He Xin stared at him for a while, then shifted her eyes away while giving an awkward laugh. “Oh, that’s right, why didn’t I think of that?” she muttered. He’s definitely crazy.

The man, undeterred, shot her a grin. “I wouldn’t blame you. This house is old, and I have been here for a long time. I tend to think of this restaurant as a part of me.” He tapped his chin in mock thought. “Or I am a part of it,” he mused.

“Right… That sounds loony to me,” He Xin said flatly.

“You do get a bit loony once you stay around here long enough,” the man easily agreed. “The others just happen to be loony and old. So I’m currently the freshest face in town! Until you came along.” The wink he gave her was conspiratorial this time.

He Xin was starting to be put off by his antics. “And… How old are you?” she asked.

The man fixed her with a lopsided grin. “Why, you want to know my age? This soon? I’m flattered,” he crooned. He Xin stared at him.

“I’m older than I look, but please, don’t be afraid to ask more questions,” the man said, amused.

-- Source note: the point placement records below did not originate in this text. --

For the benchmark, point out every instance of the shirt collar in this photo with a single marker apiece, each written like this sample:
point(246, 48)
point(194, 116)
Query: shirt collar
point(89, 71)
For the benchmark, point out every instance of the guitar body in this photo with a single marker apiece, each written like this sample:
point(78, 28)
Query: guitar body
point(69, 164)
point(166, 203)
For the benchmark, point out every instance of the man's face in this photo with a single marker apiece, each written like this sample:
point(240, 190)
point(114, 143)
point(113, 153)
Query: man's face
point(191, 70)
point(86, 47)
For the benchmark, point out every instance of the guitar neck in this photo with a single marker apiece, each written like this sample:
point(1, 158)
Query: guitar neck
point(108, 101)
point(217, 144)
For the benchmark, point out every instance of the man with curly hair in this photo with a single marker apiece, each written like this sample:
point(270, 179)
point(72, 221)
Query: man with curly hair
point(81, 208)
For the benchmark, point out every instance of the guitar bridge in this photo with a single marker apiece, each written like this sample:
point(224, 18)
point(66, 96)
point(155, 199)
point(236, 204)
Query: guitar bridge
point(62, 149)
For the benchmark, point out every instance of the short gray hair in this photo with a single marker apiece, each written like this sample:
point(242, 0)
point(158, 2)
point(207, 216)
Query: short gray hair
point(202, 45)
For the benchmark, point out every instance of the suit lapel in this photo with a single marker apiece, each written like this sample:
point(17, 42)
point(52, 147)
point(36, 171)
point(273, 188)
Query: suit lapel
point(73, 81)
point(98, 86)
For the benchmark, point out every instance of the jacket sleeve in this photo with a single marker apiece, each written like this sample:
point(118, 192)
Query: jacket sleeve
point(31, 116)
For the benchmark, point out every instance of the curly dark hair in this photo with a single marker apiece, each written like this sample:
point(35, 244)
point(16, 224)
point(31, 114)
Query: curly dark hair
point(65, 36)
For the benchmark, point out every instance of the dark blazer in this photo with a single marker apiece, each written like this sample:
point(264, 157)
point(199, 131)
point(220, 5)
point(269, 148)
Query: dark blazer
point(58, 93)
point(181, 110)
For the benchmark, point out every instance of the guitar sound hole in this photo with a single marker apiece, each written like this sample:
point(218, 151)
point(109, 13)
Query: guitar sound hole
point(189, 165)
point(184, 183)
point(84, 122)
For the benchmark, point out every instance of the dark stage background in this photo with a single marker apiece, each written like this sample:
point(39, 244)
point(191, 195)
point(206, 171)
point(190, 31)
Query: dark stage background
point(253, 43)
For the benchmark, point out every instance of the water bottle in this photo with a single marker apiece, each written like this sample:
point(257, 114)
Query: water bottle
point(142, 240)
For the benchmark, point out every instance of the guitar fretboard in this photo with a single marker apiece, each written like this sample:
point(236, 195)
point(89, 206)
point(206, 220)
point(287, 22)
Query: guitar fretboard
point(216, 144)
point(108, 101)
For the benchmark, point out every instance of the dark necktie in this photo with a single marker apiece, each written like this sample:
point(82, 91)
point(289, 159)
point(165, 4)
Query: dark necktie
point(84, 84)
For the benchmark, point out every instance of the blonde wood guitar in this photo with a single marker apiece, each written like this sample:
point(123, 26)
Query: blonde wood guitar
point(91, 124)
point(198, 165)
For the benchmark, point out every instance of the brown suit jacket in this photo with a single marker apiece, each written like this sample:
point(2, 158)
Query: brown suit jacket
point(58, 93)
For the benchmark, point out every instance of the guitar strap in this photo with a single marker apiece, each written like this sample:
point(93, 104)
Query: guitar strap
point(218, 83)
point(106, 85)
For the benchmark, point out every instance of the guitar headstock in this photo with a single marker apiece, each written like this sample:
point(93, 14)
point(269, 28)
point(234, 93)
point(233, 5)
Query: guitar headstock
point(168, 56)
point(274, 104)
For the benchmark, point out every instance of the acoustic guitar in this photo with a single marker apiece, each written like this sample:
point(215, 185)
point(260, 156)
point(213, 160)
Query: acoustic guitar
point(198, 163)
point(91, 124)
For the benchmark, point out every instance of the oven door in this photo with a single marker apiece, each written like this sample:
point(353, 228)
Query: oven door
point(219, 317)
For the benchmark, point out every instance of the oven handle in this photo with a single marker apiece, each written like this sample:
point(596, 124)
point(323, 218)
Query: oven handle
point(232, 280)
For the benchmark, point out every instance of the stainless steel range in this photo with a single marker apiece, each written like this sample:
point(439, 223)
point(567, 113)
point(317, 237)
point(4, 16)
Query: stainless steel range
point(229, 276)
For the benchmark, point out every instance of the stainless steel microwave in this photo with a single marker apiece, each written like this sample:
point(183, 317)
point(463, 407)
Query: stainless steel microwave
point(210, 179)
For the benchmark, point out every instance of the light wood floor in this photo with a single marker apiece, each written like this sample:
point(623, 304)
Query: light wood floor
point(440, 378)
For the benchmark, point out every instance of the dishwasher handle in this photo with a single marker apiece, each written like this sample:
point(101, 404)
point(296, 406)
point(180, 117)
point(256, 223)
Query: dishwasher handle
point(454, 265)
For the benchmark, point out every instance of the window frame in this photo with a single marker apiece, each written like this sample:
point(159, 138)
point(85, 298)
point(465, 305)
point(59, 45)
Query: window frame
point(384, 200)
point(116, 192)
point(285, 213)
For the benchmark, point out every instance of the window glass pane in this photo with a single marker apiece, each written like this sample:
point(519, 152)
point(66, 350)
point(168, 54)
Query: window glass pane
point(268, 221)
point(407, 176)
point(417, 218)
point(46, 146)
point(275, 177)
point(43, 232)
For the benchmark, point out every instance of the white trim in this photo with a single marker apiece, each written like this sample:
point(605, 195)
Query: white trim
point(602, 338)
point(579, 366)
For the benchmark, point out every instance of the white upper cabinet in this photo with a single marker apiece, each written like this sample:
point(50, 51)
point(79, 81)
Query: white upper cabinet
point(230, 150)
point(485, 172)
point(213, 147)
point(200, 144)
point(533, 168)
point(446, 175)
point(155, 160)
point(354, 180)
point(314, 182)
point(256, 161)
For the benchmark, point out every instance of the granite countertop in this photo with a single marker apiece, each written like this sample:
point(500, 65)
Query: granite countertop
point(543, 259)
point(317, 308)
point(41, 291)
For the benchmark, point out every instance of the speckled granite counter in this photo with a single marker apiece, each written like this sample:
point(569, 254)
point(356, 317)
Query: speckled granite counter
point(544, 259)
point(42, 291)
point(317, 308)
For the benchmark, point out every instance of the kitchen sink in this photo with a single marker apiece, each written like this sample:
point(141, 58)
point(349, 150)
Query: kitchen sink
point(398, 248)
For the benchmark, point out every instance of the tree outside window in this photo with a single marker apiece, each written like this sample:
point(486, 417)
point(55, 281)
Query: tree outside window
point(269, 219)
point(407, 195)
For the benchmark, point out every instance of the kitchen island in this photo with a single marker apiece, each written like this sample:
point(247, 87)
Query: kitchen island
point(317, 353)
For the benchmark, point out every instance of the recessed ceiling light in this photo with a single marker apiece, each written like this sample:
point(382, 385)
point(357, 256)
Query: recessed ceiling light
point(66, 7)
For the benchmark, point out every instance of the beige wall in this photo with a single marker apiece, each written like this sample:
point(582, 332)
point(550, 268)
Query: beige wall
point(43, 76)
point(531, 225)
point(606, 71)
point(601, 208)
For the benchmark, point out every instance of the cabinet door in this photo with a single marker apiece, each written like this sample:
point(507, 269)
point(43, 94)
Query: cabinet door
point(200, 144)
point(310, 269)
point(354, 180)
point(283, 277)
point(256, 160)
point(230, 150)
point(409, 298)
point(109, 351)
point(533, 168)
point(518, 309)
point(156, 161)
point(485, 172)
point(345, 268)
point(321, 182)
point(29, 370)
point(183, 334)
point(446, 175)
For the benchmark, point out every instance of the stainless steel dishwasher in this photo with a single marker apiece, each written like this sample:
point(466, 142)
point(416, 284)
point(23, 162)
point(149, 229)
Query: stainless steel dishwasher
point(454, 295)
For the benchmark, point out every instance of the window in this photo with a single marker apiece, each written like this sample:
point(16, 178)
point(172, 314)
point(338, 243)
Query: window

“Nah, nah, I think I’ll stop,” He Xin smiled while her tone did not convey the same humour. “You don’t seem keen to answer them.” She was definitely getting out of here. The man kept avoiding her question, which was fine, but it was just dodgy.

“No, no! I am very keen,” the man laughed. “It would just be considered rude if I ask for your age back.”

“Yes, sir, it would. You’re not getting anything out of me,” He Xin said, again drawing up her defences.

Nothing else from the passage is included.